Away from the track, he is membership secretary for Inverness Harriers, a post he has had since he retired from teaching in 2013.   Having joined the Harriers in 1969, he has been involved in the sport for over 50 years now and has had time to think on the changes that have taken place over that period and how he feels the sport should be developed.   I asked him for his thoughts on where the sport is going and, maybe where it should be going.  This is is reply.

“My philosophy of athletics comprises a set up with clubs firmly at its centre, dedicated by commitment and hard work to achieving the highest standards possible for athletes all abilities – Olympians down to the most modest wearer of a club vest.

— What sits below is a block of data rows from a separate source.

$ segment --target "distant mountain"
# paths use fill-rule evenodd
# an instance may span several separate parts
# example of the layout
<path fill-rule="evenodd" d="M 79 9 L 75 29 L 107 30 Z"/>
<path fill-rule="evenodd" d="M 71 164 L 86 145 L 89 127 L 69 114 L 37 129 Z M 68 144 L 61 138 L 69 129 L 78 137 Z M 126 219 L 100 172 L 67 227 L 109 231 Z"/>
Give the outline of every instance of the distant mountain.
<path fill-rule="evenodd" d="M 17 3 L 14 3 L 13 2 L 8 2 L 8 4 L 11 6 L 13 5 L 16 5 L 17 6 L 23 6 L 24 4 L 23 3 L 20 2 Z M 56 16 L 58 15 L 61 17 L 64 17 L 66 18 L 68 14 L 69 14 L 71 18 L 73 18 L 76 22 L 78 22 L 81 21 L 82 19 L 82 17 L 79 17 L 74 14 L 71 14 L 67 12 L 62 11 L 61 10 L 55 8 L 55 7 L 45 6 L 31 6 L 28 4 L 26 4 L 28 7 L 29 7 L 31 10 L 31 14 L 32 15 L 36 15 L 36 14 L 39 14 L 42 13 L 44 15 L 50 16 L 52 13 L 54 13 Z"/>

As a result I have little time for distractions such as Jogscotland, over priced city road races, Highland Games, Sportshall and Fun Athletics, especially distractions which dilute commitment and competitive ethos. The critical criteria for me, therefore, do not relate to elitist performance standards but to the values and attitudes within a competitive sport. I therefore welcome anyone of any standard who is prepared to pull on a club vest and compete.”

Meanwhile, where is he now?  Charles continues his broadcasting activities with shinty having been added to his responsibilities.   He has won awards as a sportswriter for his journalism at the Highland Media Awards ceremonies in both 2001 and 2005 and that continues.   He has written six books over the years including  “Against All Odds”, the official account of the controversial Inverness football merger, and “Maroon and Gold”, the history of Inverness Harriers up to Glasgow 2014.   We have already mentioned his post as membership secretary of Inverness Harriers and his coaching of daughter Jenny as a road runner plus his own continued quest for a sub-50 10K   – if you want a job done, ask a busy man!